Harvey’s artificial intelligence (AI)-powered products streamline workflows in contract analysis, due diligence, compliance and litigation, according to the release.
More than 25,000 custom agents operate on the platform, and Harvey’s legal engineers work with customers to build and improve the agents, the release said.
Harvey’s products are used by more than 1,300 customers in 60 countries, including most of the Am Law 100, the release said.
With the new funding, Harvey will expand the AI agents customers run on its platform and grow the embedded legal engineering teams supporting them globally, per the release.
“AI isn’t just assisting lawyers. It’s becoming the system through which legal work gets done,” Harvey CEO and Co-founder Winston Weinberg said in the release. “The law firms and in-house teams leading the way are building agents that execute complex workflows so lawyers can focus on judgment, strategy and outcomes.”

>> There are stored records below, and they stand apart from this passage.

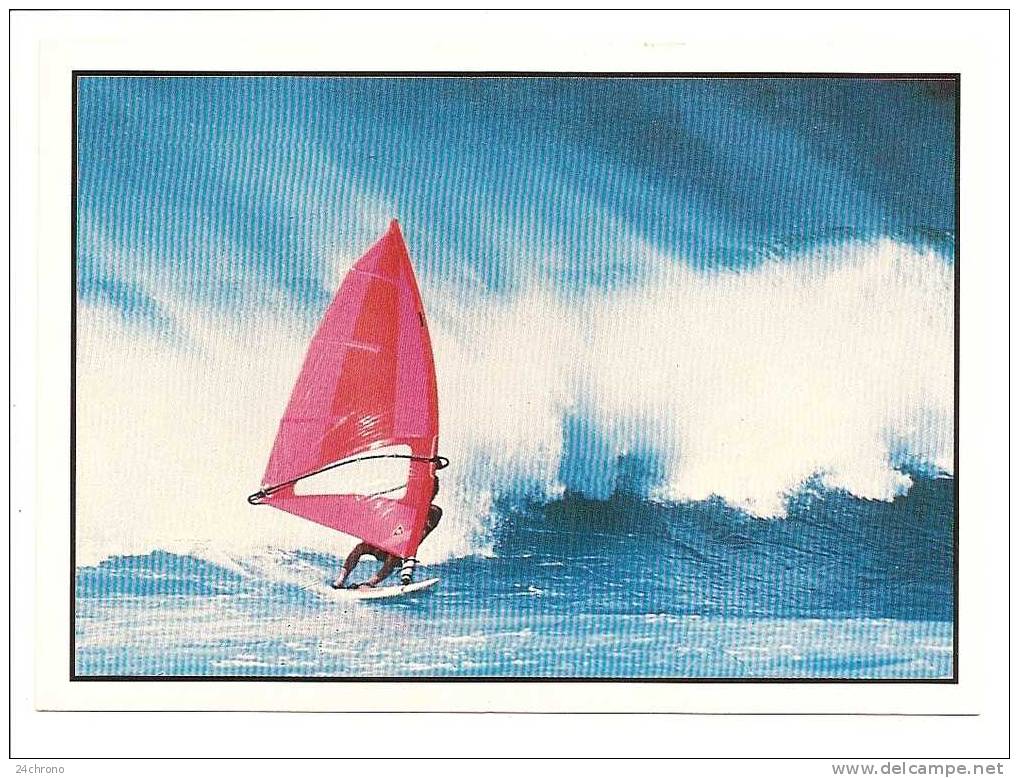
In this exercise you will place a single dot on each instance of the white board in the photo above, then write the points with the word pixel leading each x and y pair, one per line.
pixel 383 592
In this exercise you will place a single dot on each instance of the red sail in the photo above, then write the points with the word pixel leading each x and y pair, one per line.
pixel 368 381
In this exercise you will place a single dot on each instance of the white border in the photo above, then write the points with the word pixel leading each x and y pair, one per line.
pixel 47 46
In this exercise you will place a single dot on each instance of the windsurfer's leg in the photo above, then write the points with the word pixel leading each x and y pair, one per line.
pixel 352 562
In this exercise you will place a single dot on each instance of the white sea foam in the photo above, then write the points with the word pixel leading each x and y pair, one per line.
pixel 838 364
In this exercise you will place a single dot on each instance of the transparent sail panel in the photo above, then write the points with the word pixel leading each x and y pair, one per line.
pixel 384 476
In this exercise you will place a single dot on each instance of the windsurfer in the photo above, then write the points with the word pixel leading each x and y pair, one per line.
pixel 389 562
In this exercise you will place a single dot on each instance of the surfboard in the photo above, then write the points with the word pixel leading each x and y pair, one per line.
pixel 386 592
pixel 367 388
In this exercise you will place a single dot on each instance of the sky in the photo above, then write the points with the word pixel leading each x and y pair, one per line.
pixel 688 288
pixel 229 190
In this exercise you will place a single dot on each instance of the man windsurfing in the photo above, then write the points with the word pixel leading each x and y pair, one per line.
pixel 389 562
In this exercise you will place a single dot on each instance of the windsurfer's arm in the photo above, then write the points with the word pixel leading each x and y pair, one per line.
pixel 390 564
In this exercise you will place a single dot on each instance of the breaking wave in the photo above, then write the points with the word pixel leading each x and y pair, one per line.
pixel 830 367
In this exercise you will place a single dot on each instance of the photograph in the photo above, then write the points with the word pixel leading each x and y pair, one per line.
pixel 514 376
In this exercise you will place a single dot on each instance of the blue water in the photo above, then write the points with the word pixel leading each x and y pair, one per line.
pixel 636 288
pixel 618 588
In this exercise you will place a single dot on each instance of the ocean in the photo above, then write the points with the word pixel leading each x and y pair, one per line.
pixel 576 588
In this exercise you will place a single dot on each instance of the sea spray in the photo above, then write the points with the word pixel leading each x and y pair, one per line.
pixel 836 364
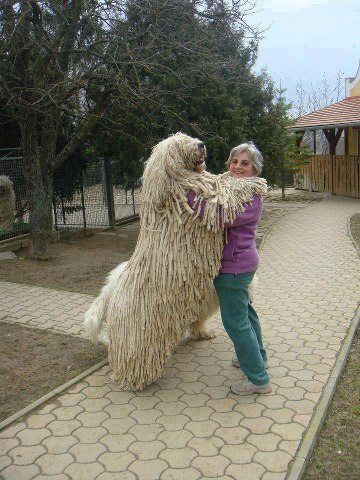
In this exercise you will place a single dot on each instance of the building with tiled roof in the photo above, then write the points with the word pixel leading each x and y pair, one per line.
pixel 333 120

Pat Grady, partner at Sequoia, which co-led the funding round with GIC, said in the release: “More than 100,000 lawyers around the world run their most critical work on Harvey, and we believe it’s positioned to become one of the most important companies of the next decade.”
GIC said in a Wednesday post on LinkedIn: “Harvey’s rapid adoption across leading law firms and Fortune 500 legal departments underscores this shift [to automating rote legal work]. We are excited to support the company’s continued expansion as they scale their global operations.”
Harvey’s latest funding round follows a December Series F in which the company raised $160 million and was valued at $8 billion. Before that, the company closed a June Series E in which it raised $300 million at a $5 billion valuation.
PYMNTS reported in October that AI systems are becoming embedded infrastructure in law firms and in-house operations, and that investors are taking notice. At that point, funding to legal technology startups had surpassed $2.4 billion in 2025.